Tüm dünyanın en önemli sorunu haline gelen koronavirüsü salgını sebebiyle birçok önlem alındı ve alınmaya da devam ediyor. #EvdeKal çağrısı tüm ülke ve dünya gündemine oturmuşken, evde güzel zaman geçirmek için evden çıkmadan, online kanallardan satın alınarak rahatlıkla okunabilecek gezi kitapları şöyle:
“Doğu Avrupa’da Yolculuk” Marquez’in 1950’lerde genç bir gazeteci olarak Frankfurt’tan yola çıkıp sırasıyla Doğu Almanya, Çekoslovakya, Polonya, Macaristan ve Sovyetler Birliği’ne uzanan yolculuğunu anlattığı bir günce. Aslında bir gezi kitabı yazmak için değil sosyalist düzeni irdelemek için yola çıkmış Marquez. Yolculuk esnasında yaşadıklarını, insanların konuşmalarını ve surat ifadelerini öyle detaylı anlatmış ki sanki o insanlarla sohbet ediyormuş hissini üzerinizden atamayacaksınız.
“Beş Şehir” Tanpınar’ın öğretmenlik yapmak için gittiği Ankara, Erzurum, Konya, Bursa ve İstanbul’un tarihi ve kültürel dokusunda yaşadığı deneyimleri anlattığı bir kitap.
“Beş Şehir”i okurken Tanpınar’la birlikte her bir şehrin geçmişinden ve kültüründen bilmediğiniz bir şey öğrendiğiniz bir yolculuğa çıkacaksınız.
Chicago, Seattle, New Orleans, Los Angeles gibi Amerika denilince akla gelebilecek her yeri dolaşan Kerouac, yolculuğu esnasında aldığı notlarla yazmış “Yolda”yı. Kerouac’un gezdiği, gördüğü yerleri ve oralarda hissettiklerini tasvir ettiği kitabı Yolda ile adeta Amerika’ya karış karış keşfe çıkacaksınız.
“İtalya’da Alacakaranlık” Lawrence’ın Frieda ile ilk önce Almanya’ya sonra İsviçre Alplerini geçerek İtalya’ya gittiği yolculuğu anlattığı bir gezi kitabı. Lawrence, bu yolculuk esnasında hayatlarına az da olsa dahil olduğu insanlar hakkındaki gözlemleriyle ve insanın kültürle ilişkisi üzerine derin yorumlarıyla bambaşka bir maceraya sunuyor.

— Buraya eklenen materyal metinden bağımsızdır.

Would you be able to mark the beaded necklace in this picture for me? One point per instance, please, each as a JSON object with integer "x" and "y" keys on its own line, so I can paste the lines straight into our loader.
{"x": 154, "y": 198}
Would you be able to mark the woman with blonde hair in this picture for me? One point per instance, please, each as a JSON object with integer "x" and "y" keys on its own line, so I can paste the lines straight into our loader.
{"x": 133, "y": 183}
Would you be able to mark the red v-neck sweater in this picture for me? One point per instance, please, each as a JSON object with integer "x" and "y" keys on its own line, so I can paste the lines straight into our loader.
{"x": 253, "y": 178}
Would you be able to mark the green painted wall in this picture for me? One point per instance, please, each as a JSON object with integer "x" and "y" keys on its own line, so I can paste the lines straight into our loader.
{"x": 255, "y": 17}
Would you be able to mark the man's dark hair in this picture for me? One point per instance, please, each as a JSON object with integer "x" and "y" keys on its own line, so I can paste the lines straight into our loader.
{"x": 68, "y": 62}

“Bir Dinozorun Gezileri” Mina Urgan’ın hem Türkiye’de hem de dünyada gittiği yerleri anlattığı bir gezi kitabı. Evet, bu kitaba tam bir gezi kitabı diyebiliriz ama aslında kitap Urgan’ın gezip gördüğü yerler üzerinden anlattığı hayat hikâyesi.

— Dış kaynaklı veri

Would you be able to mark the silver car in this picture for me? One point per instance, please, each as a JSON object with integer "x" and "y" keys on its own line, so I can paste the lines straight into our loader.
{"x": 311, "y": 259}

Bodrum’dan başlayıp Anadolu’ya, İngiltere’den Amerika’ya kadar birçok yeri gezmiş Urgan’ın hayatında kendinizden parçalar mutlaka bulacaksınız.
“Yolculuk Günlükleri” Camus’nün 1946 yılında Amerika’ya, 1949 yılında da Güney Amerika’ya yaptığı gezileri anlattığı iki ayrı günlükten oluşuyor.
Amerika’yı Avrupalı bir gazeteci olarak keşfediyor Camus ve gelecekte adından söz ettirecek kitaplarını bu gezi esnasında tasarlıyor. Güney Amerika’ya ise artık tanınan bir yazar olarak resmi bir davet üzerine gidiyor ama hastalığı yüzünden yaşadığı sıkıntılarla mücadele veriyor. Camus ile Amerika’dan, Güney Amerika’ya uzanan muhteşem bir yolculuk hikayesine ortak olacaksınız.